This code structure allows parallel searching over neutral bit combinations. The actual success and speed depend critically on the chosen differential path's probability and the effectiveness of the neutral bits.

3.3 Multi-Block Collision Attack (Conceptual Code)

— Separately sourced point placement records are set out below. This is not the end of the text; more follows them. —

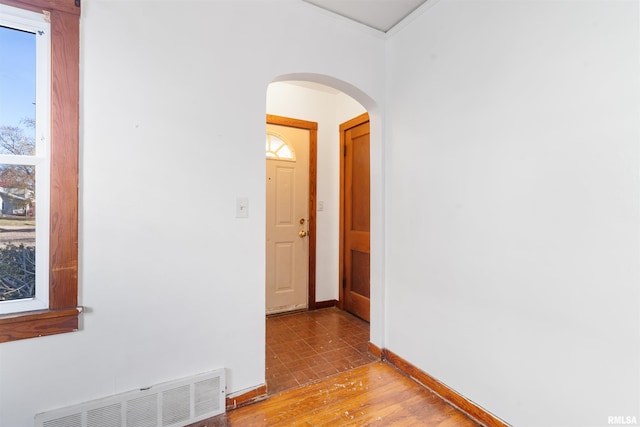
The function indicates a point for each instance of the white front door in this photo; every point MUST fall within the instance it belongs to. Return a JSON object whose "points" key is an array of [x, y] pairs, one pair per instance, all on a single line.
{"points": [[287, 219]]}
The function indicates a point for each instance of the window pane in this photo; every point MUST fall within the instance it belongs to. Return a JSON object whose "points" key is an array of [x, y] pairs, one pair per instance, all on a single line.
{"points": [[17, 91], [17, 232]]}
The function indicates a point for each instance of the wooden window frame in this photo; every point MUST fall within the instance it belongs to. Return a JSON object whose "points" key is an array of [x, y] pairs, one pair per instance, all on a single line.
{"points": [[62, 314]]}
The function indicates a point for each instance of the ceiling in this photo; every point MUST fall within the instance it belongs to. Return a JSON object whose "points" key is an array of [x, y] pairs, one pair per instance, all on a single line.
{"points": [[379, 14]]}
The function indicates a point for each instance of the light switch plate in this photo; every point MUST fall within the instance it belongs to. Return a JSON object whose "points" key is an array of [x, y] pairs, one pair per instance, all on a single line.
{"points": [[242, 207]]}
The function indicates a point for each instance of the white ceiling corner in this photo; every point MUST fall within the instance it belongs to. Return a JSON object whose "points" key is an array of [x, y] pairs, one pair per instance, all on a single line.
{"points": [[379, 14]]}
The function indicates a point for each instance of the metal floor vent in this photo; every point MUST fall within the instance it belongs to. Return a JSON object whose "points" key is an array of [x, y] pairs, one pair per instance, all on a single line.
{"points": [[171, 404]]}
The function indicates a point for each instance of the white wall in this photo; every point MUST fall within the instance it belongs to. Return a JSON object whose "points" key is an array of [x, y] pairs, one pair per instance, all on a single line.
{"points": [[173, 105], [512, 205], [329, 108]]}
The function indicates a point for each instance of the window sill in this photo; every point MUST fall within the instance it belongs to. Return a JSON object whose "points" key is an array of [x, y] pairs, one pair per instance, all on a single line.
{"points": [[33, 324]]}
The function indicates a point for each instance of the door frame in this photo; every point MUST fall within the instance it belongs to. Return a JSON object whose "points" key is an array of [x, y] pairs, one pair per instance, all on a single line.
{"points": [[362, 118], [312, 127]]}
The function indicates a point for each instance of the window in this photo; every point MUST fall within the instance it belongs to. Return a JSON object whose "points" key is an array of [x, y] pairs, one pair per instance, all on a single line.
{"points": [[52, 306], [278, 148], [24, 160]]}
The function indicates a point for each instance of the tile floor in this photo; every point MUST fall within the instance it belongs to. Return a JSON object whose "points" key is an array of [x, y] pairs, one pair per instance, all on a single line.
{"points": [[312, 345]]}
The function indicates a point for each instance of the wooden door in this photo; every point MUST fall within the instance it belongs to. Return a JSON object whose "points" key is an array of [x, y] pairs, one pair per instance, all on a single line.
{"points": [[287, 218], [355, 183]]}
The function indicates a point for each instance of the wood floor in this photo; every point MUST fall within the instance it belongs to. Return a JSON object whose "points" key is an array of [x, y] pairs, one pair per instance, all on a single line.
{"points": [[374, 394]]}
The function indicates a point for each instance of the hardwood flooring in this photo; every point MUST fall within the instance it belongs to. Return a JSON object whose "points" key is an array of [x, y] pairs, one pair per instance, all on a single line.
{"points": [[375, 394]]}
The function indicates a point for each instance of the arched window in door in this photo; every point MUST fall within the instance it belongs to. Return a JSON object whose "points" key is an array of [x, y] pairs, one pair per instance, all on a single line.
{"points": [[278, 148]]}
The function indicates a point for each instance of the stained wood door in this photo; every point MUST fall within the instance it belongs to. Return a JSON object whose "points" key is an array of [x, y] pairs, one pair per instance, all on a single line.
{"points": [[355, 227], [287, 218]]}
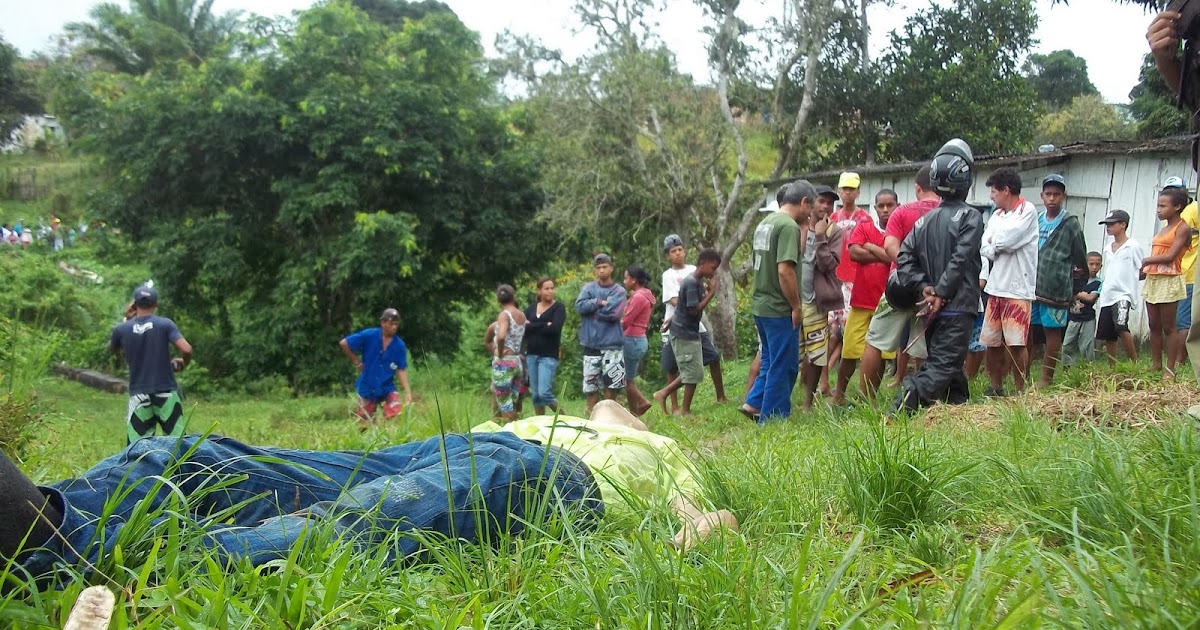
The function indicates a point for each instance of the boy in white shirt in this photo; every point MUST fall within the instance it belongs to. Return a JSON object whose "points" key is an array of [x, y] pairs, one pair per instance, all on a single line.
{"points": [[1011, 244], [1120, 292]]}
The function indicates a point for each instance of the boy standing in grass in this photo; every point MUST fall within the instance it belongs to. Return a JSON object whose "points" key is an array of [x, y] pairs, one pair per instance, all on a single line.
{"points": [[1080, 340], [1120, 291], [685, 342]]}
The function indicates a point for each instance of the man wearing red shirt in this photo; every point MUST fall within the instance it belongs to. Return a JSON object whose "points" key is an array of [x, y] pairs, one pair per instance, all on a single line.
{"points": [[874, 263], [847, 217], [887, 327]]}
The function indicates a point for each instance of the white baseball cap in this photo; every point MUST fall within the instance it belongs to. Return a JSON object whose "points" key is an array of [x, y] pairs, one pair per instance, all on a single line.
{"points": [[1174, 183]]}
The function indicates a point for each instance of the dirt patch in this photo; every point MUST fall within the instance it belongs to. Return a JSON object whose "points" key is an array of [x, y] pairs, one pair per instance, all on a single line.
{"points": [[1116, 401]]}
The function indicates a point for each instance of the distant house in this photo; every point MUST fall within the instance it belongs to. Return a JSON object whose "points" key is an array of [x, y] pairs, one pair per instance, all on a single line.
{"points": [[35, 127], [1101, 177]]}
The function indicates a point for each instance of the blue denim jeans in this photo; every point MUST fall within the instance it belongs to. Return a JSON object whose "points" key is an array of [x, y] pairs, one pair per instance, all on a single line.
{"points": [[772, 391], [635, 351], [469, 487], [541, 379]]}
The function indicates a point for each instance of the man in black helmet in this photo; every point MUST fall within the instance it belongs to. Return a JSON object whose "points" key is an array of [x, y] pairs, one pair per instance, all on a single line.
{"points": [[940, 258]]}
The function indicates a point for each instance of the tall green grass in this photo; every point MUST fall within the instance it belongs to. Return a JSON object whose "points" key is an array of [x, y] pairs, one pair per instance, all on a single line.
{"points": [[844, 523]]}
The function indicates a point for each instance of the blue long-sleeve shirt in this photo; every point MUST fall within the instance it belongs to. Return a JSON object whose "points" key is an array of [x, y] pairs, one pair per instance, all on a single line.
{"points": [[600, 329]]}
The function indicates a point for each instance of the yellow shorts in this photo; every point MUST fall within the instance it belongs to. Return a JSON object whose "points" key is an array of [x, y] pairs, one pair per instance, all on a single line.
{"points": [[813, 335], [853, 342]]}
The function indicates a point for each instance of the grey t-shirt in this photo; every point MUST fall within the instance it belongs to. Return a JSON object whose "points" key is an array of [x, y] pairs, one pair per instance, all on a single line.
{"points": [[147, 343], [809, 261], [684, 324]]}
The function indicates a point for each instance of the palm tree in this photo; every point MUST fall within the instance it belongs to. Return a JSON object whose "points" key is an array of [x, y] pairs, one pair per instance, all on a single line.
{"points": [[153, 33]]}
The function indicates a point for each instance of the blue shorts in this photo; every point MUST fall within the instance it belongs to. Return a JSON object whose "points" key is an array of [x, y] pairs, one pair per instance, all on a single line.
{"points": [[1045, 316], [1183, 316]]}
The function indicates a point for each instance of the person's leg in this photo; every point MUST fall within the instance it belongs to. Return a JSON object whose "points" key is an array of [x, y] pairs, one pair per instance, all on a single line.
{"points": [[853, 346], [671, 369], [689, 390], [1182, 325], [549, 370], [592, 372], [1087, 340], [141, 419], [784, 346], [535, 385], [1053, 352], [1153, 319], [713, 360], [505, 372], [365, 412], [1170, 340], [30, 516], [612, 379], [753, 406], [941, 376], [991, 335], [635, 348], [755, 367], [1072, 346], [814, 345]]}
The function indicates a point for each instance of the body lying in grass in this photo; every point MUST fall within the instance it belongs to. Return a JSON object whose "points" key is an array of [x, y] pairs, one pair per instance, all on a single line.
{"points": [[258, 503]]}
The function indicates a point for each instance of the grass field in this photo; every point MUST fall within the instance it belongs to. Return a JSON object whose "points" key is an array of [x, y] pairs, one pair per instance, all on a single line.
{"points": [[1077, 509]]}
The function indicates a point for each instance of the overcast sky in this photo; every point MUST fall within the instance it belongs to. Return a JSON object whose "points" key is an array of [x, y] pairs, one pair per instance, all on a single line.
{"points": [[1109, 35]]}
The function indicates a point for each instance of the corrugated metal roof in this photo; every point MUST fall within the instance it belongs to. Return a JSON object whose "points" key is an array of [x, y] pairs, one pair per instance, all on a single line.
{"points": [[1174, 144]]}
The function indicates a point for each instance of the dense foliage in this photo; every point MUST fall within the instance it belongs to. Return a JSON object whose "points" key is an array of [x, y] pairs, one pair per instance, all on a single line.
{"points": [[341, 166]]}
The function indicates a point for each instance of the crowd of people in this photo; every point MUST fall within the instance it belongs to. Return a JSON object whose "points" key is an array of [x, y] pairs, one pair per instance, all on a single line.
{"points": [[55, 234]]}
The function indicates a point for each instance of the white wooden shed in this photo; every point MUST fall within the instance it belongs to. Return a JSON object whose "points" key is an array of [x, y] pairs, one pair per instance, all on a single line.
{"points": [[1101, 177]]}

# Conceptual: Requires finding suitable near-collision difference and correction path
NUM_ROUNDS_MULTIBLOCK = 24 # Per block

def find_near_collision_block1(IV, target_difference_H1_state):
    """Searches for M1, M1* such that state_diff(Compress(IV, M1), Compress(IV, M1*)) == target_difference_H1_state.
       Comparison is on the state *before* Davies-Meyer final add."""
    print("Searching for near-collision in Block 1...")
    # This requires a dedicated search, likely using differential techniques over NUM_ROUNDS_MULTIBLOCK
    # Placeholder: Simulate finding a pair after some effort
    attempts = 0
    max_attempts = 10000 # Increased placeholder attempts
    while attempts < max_attempts:
        # In reality, M1, M1* would be constructed based on a differential path
        M1 = [random.randint(0, 0xFFFFFFFF) for _ in range(16)]
        M1_star = list(M1)
        # Apply a difference based on the path leading to target_difference_H1_state
        M1_star[0] ^= 0x1 # Minimal difference example for placeholder

        _, states_M1 = sha256_compress(IV, M1, NUM_ROUNDS_MULTIBLOCK)
        _, states_M1_star = sha256_compress(IV, M1_star, NUM_ROUNDS_MULTIBLOCK)

        H1_state = states_M1[NUM_ROUNDS_MULTIBLOCK]
        H1_star_state = states_M1_star[NUM_ROUNDS_MULTIBLOCK]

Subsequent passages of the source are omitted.